Friday, February 29, 2008

Leaping

Leap years are pretty busy if you think about it. When do the summer Olympics and the US elections occur? The Olympics are pretty much global, and US election fever gets rammed down our non-US throats enough to make it seem a global event, and in some respects it is because of US global behaviour. Frankly, I think the Rest of the World should have some say in who becomes President as it seems to affect us and not inconsiderably.

Back on planet Earth - somewhere the US President spends not too much time as he's too busy mucking about in Cloud Cuckooland - and in particular, in our own little parochial backwater (and long may it stay that way), a grass-roots campaign has been gaining momentum.

It's not about Prince Charles' stance on banning foie gras in his residences (goody, more for us), but declares that today, February 29 should be a public holiday. It's all detailed here, in a blog entitled 'Mouvement de Liberation du 29 février' started by 'lukino' who I happened to sit next to at dinner a couple of weeks ago, and a very jolly bloke (Italian) he is too.

He states that employers are gaining an extra day's unpaid work from their exploited workers who are not generally paid by the hour, but annually. This is not pukka. Why should they work for nothing, or accept that those extra hours get absorbed into a mishmash of an annual workload?

No, what's called for is a national holiday, and I quite agree! If you feel sufficiently strongly about this important subject, you could wear your feelings on your chest, or elsewhere because a boutique of goodies has been set up selling tee-shirts, underpants, mugs, etc.

It's not just in France that grumblings can be heard.

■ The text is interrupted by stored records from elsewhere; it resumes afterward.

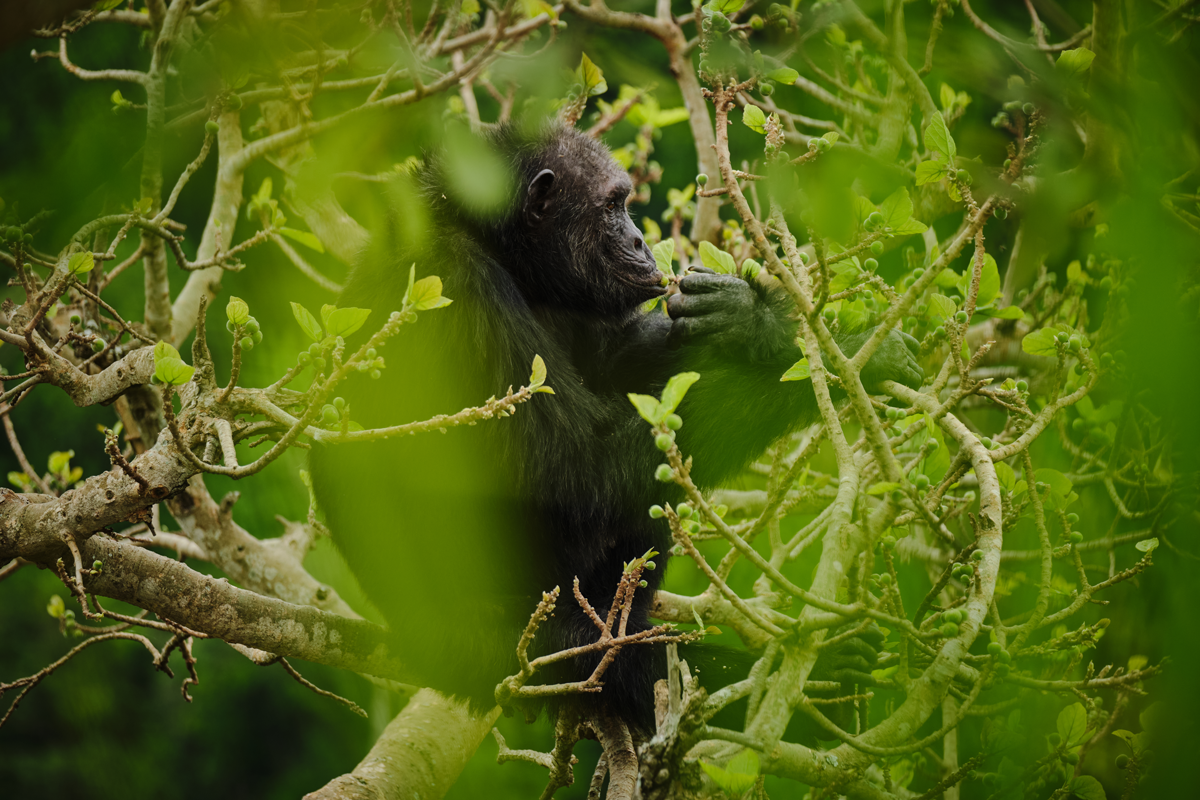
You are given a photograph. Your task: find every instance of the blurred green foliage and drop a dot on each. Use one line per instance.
(107, 726)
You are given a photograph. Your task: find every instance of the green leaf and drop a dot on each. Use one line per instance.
(664, 253)
(754, 119)
(165, 350)
(785, 76)
(343, 322)
(81, 263)
(238, 311)
(648, 408)
(989, 281)
(59, 463)
(538, 377)
(1074, 62)
(1042, 342)
(1085, 787)
(592, 77)
(725, 6)
(304, 238)
(426, 294)
(738, 777)
(946, 95)
(173, 371)
(930, 172)
(1007, 312)
(1072, 723)
(717, 259)
(798, 371)
(1006, 475)
(941, 306)
(897, 209)
(939, 139)
(676, 389)
(309, 323)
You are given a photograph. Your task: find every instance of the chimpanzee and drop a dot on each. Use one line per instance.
(455, 536)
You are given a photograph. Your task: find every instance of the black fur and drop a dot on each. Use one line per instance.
(455, 536)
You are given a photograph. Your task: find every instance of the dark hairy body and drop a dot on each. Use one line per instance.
(456, 536)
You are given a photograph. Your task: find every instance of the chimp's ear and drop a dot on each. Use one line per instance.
(538, 198)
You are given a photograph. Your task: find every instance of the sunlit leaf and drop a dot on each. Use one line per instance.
(305, 238)
(939, 139)
(754, 119)
(309, 323)
(798, 371)
(345, 322)
(1074, 62)
(717, 259)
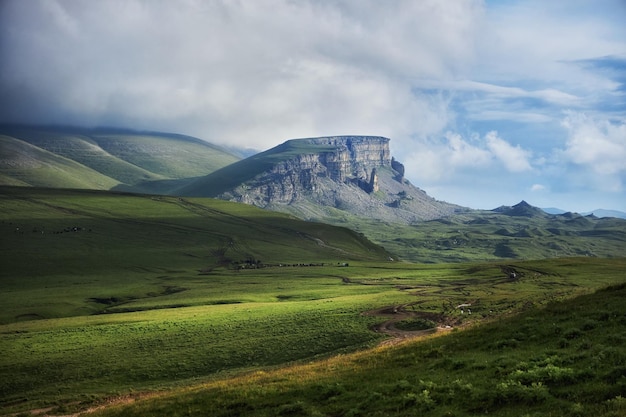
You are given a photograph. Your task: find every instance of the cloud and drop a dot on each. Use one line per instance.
(597, 144)
(514, 158)
(437, 160)
(244, 73)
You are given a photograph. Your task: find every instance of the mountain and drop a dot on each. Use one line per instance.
(597, 212)
(607, 213)
(521, 209)
(321, 178)
(104, 158)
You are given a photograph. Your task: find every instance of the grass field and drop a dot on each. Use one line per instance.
(566, 359)
(107, 295)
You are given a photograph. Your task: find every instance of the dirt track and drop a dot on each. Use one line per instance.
(395, 314)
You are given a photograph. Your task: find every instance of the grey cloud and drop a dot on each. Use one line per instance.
(243, 72)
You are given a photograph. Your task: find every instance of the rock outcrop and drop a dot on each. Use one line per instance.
(355, 174)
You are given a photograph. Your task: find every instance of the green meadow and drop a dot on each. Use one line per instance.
(218, 308)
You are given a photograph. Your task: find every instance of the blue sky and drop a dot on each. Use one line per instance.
(486, 103)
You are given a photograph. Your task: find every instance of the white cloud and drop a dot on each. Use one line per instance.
(595, 143)
(490, 155)
(246, 73)
(514, 158)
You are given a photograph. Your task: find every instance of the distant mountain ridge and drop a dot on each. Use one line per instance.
(316, 178)
(597, 212)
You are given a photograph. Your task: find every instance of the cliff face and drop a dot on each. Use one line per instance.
(343, 159)
(350, 173)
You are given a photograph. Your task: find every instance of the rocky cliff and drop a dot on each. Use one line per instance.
(320, 177)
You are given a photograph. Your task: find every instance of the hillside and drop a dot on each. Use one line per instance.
(109, 294)
(324, 178)
(49, 234)
(520, 231)
(104, 158)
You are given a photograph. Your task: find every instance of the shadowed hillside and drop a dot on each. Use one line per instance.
(104, 158)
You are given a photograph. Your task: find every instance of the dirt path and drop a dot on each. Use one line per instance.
(395, 314)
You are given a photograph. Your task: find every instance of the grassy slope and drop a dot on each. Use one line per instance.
(25, 164)
(235, 174)
(126, 157)
(177, 313)
(566, 359)
(154, 240)
(485, 235)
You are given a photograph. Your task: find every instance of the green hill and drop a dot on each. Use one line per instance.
(107, 295)
(235, 174)
(25, 164)
(498, 234)
(139, 161)
(563, 360)
(101, 240)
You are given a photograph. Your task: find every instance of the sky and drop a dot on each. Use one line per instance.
(486, 103)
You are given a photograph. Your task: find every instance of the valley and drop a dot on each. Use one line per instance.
(109, 295)
(338, 289)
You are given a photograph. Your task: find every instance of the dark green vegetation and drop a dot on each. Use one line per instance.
(565, 359)
(104, 158)
(108, 294)
(517, 232)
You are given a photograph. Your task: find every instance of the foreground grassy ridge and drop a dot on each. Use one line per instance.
(70, 253)
(566, 359)
(275, 316)
(103, 293)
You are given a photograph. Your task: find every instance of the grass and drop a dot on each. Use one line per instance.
(486, 235)
(104, 158)
(109, 294)
(565, 359)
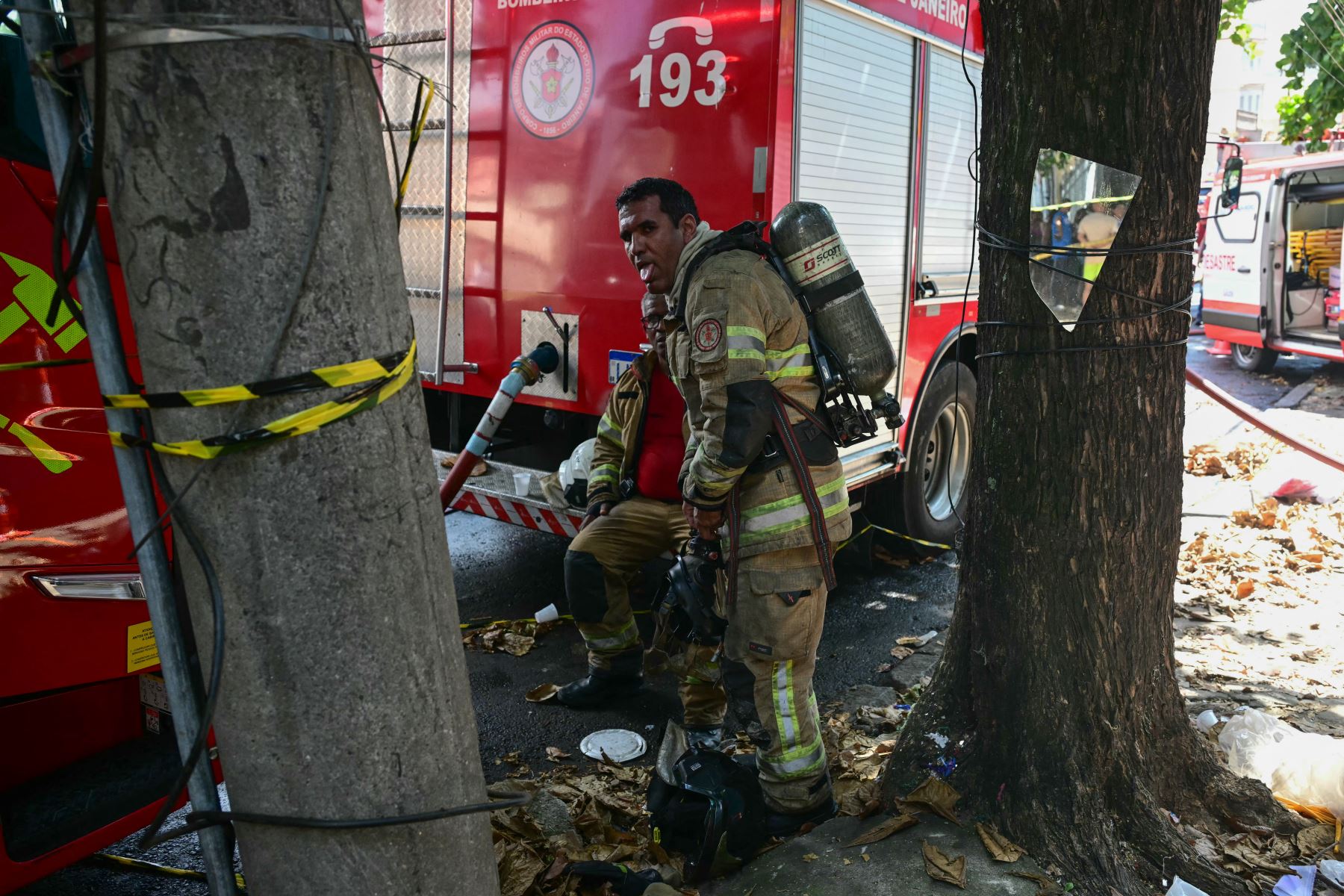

Apparently in the UK too there's been a suggestion to have a Green Leap Day to encourage people to stay at home and do something ecological like change all their inefficient light bulbs for energy-efficient ones. Ooh, what fun! I'd use it to dig the compost I've been faithfully creating into the garden. I would!

Back in the US of A, pal B has remarked that polling day is always on a Tuesday which is a day of work (in September?). This, naturally, prevents a large number of people from voting, which may be intentional of course. It's become an accepted fact that the US is not in fact a democracy but a plutocracy although the Powers that Be deny this vehemently, natch... To make democracy work you have to allow people to vote, and one way of doing this is to make polling day a national holiday. As elections occur in a Leap Year this extra day's holiday would be countered by the extra day of work on Feb 29 so employers would have nothing to grumble about because they would be losing nothing. Logical and rational thinking there, so why doesn't it happen?

It would be a dangerous act of democracy, that's why, and people might even vote in someone with more than two nano-braincells to rub together. Scary indeed!

Finally, if you're a chick with a man, today is the day you can ask for his hand in marriage. He might be keener if you come prepared with a ring of course... So if that's your goal for tonight, GOOD LUCK!